We also need to do a better job of creating the desire in people to pursue healthcare careers. This is going to require us to start engaging at the high school level and educating children about the benefits of a healthcare career. We need to create the career path within our organization, and in partnership with others, to help people grow their careers.

How do you facilitate the practice at the top of license?

There are several opportunities. One: How do we cultivate and continue to evolve legislative and regulatory bodies to enable more consistency and bring us to the top of licensing across all of the different geographies we serve? Second, it’s about leveraging technology. Our doctors, unfortunately, would tell you that they spend an average of two hours documenting patient care and everything they did during their day. It’s a lot of time. The promise of electronic health records still holds. But the way we’ve built it today sucks a lot of administrative time out of those caregivers rather than having them spend their cognitive time caring for patients.

How do you meet the mental health needs of caregivers and patients?

Internally, we have created safe spaces for nurses to visit behavioral health team members in our facilities. It’s a good first step. The statistics are ugly: 100,000 nurses under the age of 35 nationwide have left the field in the last two and a half years because of stress. There is more work to do there.

Externally, the COVID-19 crisis has exposed long-simmering issues with the access, under-diagnosis, and under-treatment of behavioral health issues. You see patients in crisis presenting to our emergency departments, and there is no good opportunity to place these patients in appropriate settings. This creates bottlenecks in our emergency departments, which are not ideal for treating behavioral health patients. We have remodeled some of our emergency departments to create a dedicated behavioral health space that allows us to free up staff. We’ve also started moving towards outreach – think virtual care and try to reach people before they’re in crisis.

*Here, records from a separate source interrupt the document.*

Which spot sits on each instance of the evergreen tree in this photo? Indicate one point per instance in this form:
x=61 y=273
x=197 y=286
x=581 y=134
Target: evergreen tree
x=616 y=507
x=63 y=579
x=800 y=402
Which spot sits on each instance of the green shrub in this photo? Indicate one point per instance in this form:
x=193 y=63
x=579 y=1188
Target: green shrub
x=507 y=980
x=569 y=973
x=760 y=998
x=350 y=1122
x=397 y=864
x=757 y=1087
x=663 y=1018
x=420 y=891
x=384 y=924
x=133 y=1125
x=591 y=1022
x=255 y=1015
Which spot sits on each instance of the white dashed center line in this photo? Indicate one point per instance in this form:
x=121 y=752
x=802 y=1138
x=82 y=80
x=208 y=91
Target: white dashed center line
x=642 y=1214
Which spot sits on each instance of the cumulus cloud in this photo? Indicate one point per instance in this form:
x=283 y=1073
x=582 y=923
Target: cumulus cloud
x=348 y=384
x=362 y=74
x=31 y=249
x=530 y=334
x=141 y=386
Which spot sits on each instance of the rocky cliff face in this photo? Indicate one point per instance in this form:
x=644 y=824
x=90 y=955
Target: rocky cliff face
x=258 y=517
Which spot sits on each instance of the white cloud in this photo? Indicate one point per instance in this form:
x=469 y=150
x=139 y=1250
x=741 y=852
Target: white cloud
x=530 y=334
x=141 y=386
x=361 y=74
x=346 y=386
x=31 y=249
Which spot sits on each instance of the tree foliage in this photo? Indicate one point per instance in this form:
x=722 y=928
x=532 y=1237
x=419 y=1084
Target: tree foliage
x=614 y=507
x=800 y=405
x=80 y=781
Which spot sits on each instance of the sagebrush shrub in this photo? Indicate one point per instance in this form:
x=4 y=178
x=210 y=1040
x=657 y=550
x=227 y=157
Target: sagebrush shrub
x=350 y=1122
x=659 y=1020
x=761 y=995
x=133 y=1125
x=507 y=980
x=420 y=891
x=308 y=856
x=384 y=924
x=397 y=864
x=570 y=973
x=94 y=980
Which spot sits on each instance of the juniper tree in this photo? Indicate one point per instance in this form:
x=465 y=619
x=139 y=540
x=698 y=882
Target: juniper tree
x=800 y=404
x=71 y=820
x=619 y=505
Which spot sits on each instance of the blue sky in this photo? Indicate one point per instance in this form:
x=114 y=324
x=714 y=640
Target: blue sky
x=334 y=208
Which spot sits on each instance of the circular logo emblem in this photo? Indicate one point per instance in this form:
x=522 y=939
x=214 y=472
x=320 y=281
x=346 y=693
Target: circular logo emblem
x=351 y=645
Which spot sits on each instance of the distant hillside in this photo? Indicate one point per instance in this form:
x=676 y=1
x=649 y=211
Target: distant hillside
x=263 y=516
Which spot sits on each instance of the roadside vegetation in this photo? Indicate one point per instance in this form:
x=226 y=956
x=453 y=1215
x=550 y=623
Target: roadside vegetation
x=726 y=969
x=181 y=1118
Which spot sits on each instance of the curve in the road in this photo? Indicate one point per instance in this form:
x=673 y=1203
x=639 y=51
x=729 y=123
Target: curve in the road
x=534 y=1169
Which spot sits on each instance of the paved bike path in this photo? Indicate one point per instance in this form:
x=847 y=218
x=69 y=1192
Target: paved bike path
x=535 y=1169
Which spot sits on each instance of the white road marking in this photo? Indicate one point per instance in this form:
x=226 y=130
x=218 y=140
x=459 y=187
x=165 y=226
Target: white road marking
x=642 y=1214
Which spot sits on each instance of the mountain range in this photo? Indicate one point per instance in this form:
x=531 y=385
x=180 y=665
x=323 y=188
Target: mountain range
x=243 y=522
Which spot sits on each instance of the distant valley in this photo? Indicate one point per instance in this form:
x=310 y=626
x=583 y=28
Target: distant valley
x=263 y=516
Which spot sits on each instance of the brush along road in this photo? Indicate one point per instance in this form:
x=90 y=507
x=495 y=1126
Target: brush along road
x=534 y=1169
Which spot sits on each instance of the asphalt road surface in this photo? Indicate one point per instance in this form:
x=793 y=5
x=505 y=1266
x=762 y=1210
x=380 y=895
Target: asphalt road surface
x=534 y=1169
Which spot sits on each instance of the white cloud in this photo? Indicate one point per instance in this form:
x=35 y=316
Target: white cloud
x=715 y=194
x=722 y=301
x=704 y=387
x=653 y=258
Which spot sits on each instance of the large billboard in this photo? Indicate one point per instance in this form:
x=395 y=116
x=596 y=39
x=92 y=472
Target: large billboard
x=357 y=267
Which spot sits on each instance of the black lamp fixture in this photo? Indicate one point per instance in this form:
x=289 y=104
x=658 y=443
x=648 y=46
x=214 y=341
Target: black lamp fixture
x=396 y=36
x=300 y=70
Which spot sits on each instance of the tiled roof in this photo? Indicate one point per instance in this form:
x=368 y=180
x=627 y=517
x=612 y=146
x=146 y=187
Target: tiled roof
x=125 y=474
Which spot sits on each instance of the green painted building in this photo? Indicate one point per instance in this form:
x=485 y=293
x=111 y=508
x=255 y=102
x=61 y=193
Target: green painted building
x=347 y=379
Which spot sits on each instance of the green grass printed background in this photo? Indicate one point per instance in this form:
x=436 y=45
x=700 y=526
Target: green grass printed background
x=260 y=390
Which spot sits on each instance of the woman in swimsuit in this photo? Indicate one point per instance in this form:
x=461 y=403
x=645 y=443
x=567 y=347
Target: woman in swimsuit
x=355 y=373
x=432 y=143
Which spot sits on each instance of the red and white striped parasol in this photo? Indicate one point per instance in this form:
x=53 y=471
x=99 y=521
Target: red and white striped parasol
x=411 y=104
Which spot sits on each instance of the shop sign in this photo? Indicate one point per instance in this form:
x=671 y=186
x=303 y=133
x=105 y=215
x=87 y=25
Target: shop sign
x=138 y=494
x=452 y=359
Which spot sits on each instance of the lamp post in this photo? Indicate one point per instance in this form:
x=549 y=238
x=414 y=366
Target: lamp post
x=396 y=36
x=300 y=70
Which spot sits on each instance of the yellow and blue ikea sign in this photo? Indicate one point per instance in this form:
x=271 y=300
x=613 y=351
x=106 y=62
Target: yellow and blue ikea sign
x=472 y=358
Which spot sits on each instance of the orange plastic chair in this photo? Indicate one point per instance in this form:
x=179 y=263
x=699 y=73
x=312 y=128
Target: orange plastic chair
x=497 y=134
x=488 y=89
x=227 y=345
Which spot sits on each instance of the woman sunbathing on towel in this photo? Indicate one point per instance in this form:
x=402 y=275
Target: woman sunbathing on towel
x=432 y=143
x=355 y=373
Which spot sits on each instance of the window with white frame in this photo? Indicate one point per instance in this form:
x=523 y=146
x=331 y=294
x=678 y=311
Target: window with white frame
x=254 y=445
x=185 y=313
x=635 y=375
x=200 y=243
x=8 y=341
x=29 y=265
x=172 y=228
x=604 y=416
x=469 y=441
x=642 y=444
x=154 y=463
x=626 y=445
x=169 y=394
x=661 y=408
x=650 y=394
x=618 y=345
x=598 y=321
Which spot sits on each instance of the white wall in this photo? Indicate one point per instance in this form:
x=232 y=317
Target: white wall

In the longer term, we will have to move towards public-private partnerships. These are going to look at how we are increasing the number of behavioral health professionals in the market. Virtual care holds great promise for creating better access.

We also ask the question: do we need to think differently about the behavioral health continuum of care, and how can we integrate it more into our primary care practices? Behavioral health issues usually go hand in hand with chronic care issues for many people and if one is left untreated, the other will suffer. We consider it our responsibility to determine how we can do a better job there.